A payment claim must state that it is made under the Act (section 13(2)(c)) returning to claimants the election to opt in to, or out of, the process under the Act.

New provisions are proposed to limit a person from making more than one payment claim each month for construction work carried out in that month except as otherwise provided in the construction contract (section 13(5)) but under section 13(6), the claimant is not prevented from:

  • serving a single payment claim in respect of more than one progress payment;
  • including in a payment claim an amount that has been the subject of a previous claim; or
  • serving a payment claim in a particular month for construction work carried out or undertaken to be carried out in a previous named month.

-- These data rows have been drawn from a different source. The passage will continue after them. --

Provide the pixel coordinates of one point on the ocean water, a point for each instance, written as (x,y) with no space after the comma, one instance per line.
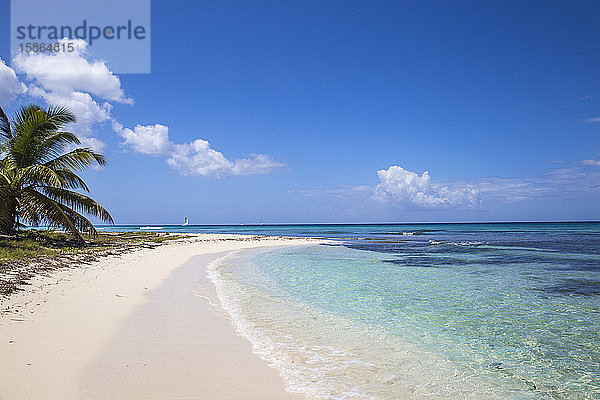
(481,311)
(464,311)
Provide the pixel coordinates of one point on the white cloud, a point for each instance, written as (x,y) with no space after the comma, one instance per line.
(10,86)
(87,87)
(194,158)
(197,158)
(151,139)
(65,72)
(591,162)
(72,80)
(400,186)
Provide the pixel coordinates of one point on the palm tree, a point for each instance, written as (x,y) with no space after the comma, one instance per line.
(38,180)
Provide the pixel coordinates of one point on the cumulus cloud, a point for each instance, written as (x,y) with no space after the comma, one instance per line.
(595,163)
(71,79)
(400,186)
(150,139)
(10,87)
(198,158)
(65,72)
(88,88)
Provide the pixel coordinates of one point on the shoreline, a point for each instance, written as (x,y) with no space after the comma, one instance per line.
(58,336)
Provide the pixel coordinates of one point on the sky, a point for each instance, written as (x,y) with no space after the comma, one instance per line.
(338,112)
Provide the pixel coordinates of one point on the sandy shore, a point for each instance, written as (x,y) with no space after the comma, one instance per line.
(143,325)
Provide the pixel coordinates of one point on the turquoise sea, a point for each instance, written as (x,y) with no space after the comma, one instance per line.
(473,311)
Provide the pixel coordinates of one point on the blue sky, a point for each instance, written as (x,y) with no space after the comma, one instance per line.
(496,101)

4. Reforms to the adjudication process

A new section 17A will enable a claimant to withdraw an adjudication application at any time before the appointment of an adjudicator or, where an adjudicator is appointed, before the application is determined.  The option to withdraw an adjudication application will assist parties to facilitate settlement of payment claims at an early stage in the adjudication process.

If the adjudicator has been appointed, the withdrawal by the claimant will not have effect if the respondent objects and the adjudicator finds it is in the interests of justice to uphold the objection.

The Bill also includes a provision that enables the Supreme Court to set aside the whole or any part of an adjudicator’s determination affected by jurisdictional error and uphold any remaining part of the determination (section 32A).

An adjudicator will be required to determine an adjudication application within 10 business days after either the response is lodged or, if the response is not lodged, the end of the period within which the respondent is entitled to lodge a response (section 21(3)(a)).  Previously the adjudicator was to determine the adjudication application within 10 business days after the date on which the adjudicator notified the claimant and the respondent as to his or her acceptance of the application.  The claimant and the respondent may still agree to further time for making the determination under section 21(3)(b).

A code of practice to be observed by authorised nominating authorities in relation to their activities under the Act may be ordered by the Minister and will take effect on the date the order is published on the NSW legislation website or such later date specifying commencement (section 28A).

5. Other reforms

Other noteworthy reforms include:

  • provision for regulation to be made dealing with inspection of records in connection with a trust account by a subcontractor entitled to retention money (section 12A(3)(b));
  • increased penalties for offences, including offences in regards to the provision of supporting statements with payment claims;
  • making directors and other officers of a corporation personally liable for the commission of corporate offences under the Act;
  • corporations in liquidation will not be able to serve payment claims or take action to enforce a payment claim (section 32B);
  • the introduction of new part 3A which confers investigation and enforcement powers to authorised officers; and
  • a provision stating that the regulations may prescribe information that is required to be provided to a subcontractor when entering into a construction contract.

The Bill is currently awaiting assent and will likely become legislation and commence on a day or days to be appointed by proclamation.